The same applies to equality. If you want people to be equal in some way, some people must decide and enforce what that requires. Those people won’t be equal to the rest of us.

So freedom and equality have to be part of a larger scheme of life to make sense at all, and it’s that larger scheme we should be looking at. To understand liberalism you have to understand the scheme of life its version of freedom and equality goes with.

Basically, present-day liberalism wants freedom and equality with regard to career, consumption, and private hobbies and indulgences. It offers us a world that promotes a life centered on those things and treats it as normal, justified, valuable, and praiseworthy.

The result is that other ways of life lose out. For example, the freedom to choose a normal family life suffers. People want to marry and stay married, and they want to raise their children in a setting that helps them grow up as they should. They want marriages and families that work and turn out well. That’s an absolutely fundamental human desire, but social statistics and everyday experience show that liberalism severely interferes with the ability to satisfy it. Why call that situation freedom?

Unknown's avatar

About PaulVK

Husband, Father of 5, Pastor
This entry was posted in Daily Links and Notes and tagged . Bookmark the permalink.

2 Responses to James Kalb on the Religion of Liberalism

  1. Harris's avatar Harris says:

    Papist. The alternate vision is some sort of Thomistic framework. The deep irony comes from how the response of faith always is a mixed with the current age. “My kingdom is not of this world,” indeed. So all Kalb can offer is another secular viewpoint, his way not that way. The deep flaw in all this lies in how it walks away from engagement: the glare of the New Kingdom stops us from dealing with the problems here and now — or, when we deal with such problems we do so on the existing socio-cultural terms. You end up with withdrawal or sell-out. This, btw, is what Dreher is struggling with.

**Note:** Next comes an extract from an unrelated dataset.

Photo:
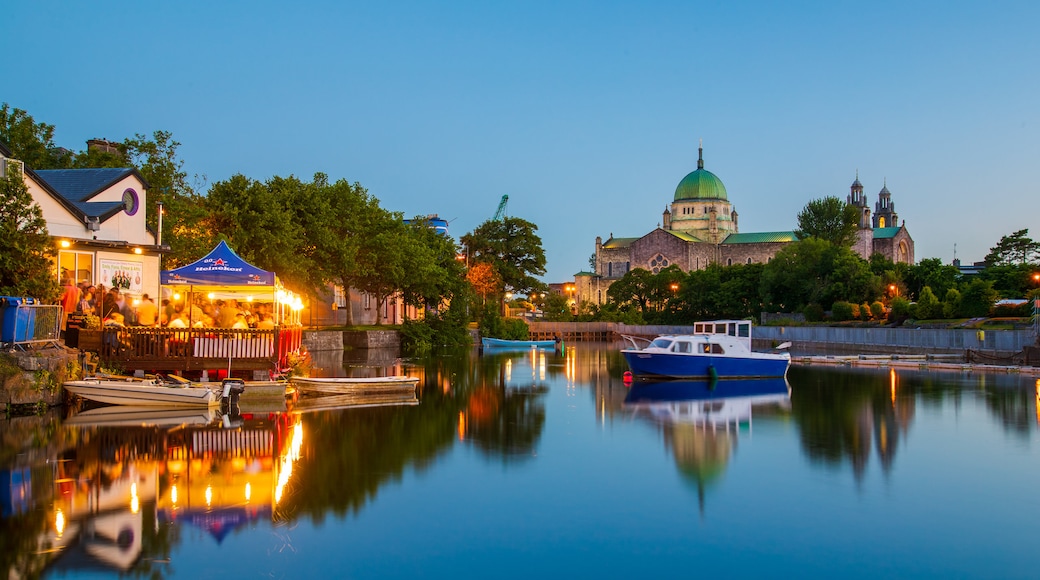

    • PaulVK's avatar PaulVK says:

      It’s a helpful deconstruction of liberalism but you’re right, it doesn’t answer the questions that liberalism was developed to answer. Dreher wants a pre-liberal option “that’s not crazy” but “crazy” is often in the eye of the beholder. ISIS tries to turn the clock back in their way. So did Pope Benedict. Liberalism arose to try to transcend endless religious warfare. You can’t dispose of it without dealing with what it has rather successfully achieved.